Wetenschap
Structurele diversiteit in vleesetende blaasjes. Credit:Bloembeelden:Andreas Fleischmann, Trapafbeeldingen:Plant Biomechanics Group Freiburg
Bladderworts (Utricularia spp. Lentibulariaceae) zijn planten met veel superlatieven:ze behoren tot het meest recent ontwikkelde en tevens het grootste geslacht van vleesetende bloeiende planten, met meer dan 240 soorten. Ze hebben een van de kleinste genomen die bekend zijn in bloeiende planten, hebben de snelste vallen, zijn volledig ontworteld, worden bijna wereldwijd gedistribueerd, en bezitten een grote verscheidenheid aan verschillende levensvormen. Een team van de Plant Biomechanics Group in de Botanische Tuin van de Universiteit van Freiburg onder leiding van Prof. Dr. Thomas Speck en Dr. Simon Poppinga voert vergelijkende morfologische en biomechanische analyses uit op deze ultrasnelle vallen, die prooi vangen door middel van onderdruk-geïnduceerde zuiging. Het journaal Wetenschappelijke rapporten heeft nu twee nieuwe artikelen gepubliceerd met resultaten van de groep.

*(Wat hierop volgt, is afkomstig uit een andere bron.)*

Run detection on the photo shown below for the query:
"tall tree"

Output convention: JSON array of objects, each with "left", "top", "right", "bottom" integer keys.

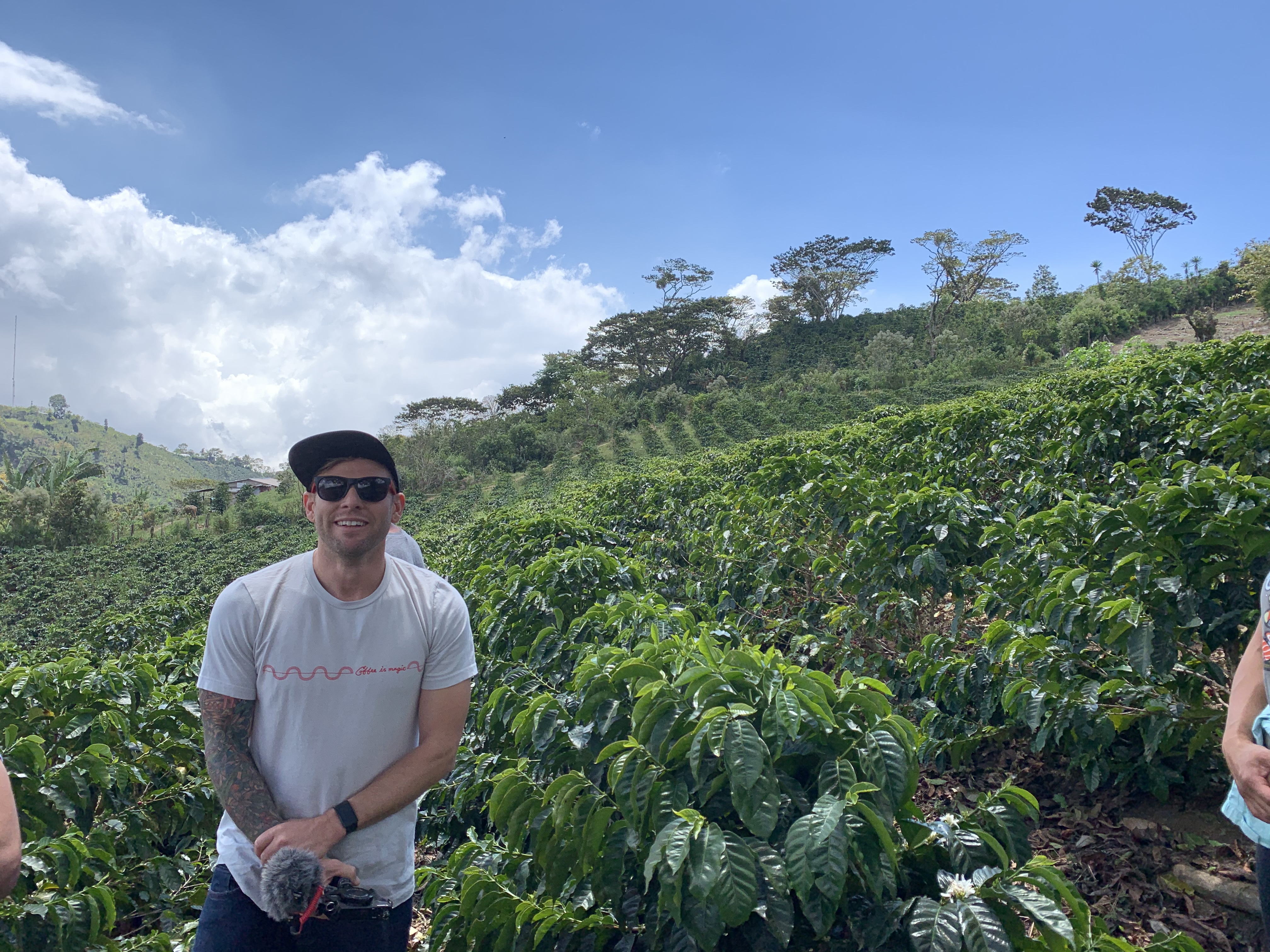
[
  {"left": 772, "top": 235, "right": 895, "bottom": 321},
  {"left": 582, "top": 297, "right": 746, "bottom": 388},
  {"left": 1084, "top": 185, "right": 1195, "bottom": 275},
  {"left": 644, "top": 258, "right": 714, "bottom": 307},
  {"left": 913, "top": 229, "right": 1027, "bottom": 354},
  {"left": 392, "top": 397, "right": 488, "bottom": 427},
  {"left": 1027, "top": 264, "right": 1062, "bottom": 301}
]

De experimenten beschreven in het eerste artikel zijn uitgevoerd in nauwe samenwerking met collega's van de afdeling Dierecologie, Evolutie, en biodiversiteit aan de Ruhr-Universität Bochum, onder leiding van Prof. Dr. Ralph Tollrian. Met behulp van een hogesnelheidscamera, analyseerden de onderzoekers het "vangstgedrag" van de zuigval van Utricularia australis en mogelijke ontsnappingspogingen van een van zijn natuurlijke prooisoorten, de watervlo Ceriodaphnia dubia. Ze ontdekten dat de vlooien met 2800 keer de versnelling van de zwaartekracht in de vallen worden gezogen en bijna net zo snel in de val worden afgeremd. Alle vangprocessen zijn te snel om de vlo een poging tot ontsnapping te laten doen.
Het team uit Freiburg bereikte de resultaten die in het tweede artikel worden gepresenteerd samen met Dr. Andreas Fleischmann van de Botanische Staatssammlung München en met collega's van het Instituut voor Evolutie en Biodiversiteit, Universiteit van Munster, onder leiding van prof. dr. Kai Müller. Vergelijkende functioneel-morfologische en biomechanische analyses van 19 soorten blaasjeskruid, uitgevoerd door de wetenschappers, onthulden verschillende valingangen en luikstructuren, evenals verschillende soorten bewegingen tijdens het afzuigen, die kunnen worden geïnterpreteerd als aanpassingen aan de verschillende habitats die de soort inneemt. een soort, Utricularia multifida, heeft een luik dat niet beweegt en waarschijnlijk de prooi vangt volgens een passief vangprincipe in plaats van het naar binnen te zuigen. Op deze manier, het team onthulde voor het eerst verschillende vorm-structuur-functie-relaties en plaatste hun bevindingen ook in een evolutionaire context:met behulp van gensequenties van 105 soorten, zij slaagden erin het verloop van de evolutionaire ontwikkeling van het geslacht Utricularia te reconstrueren.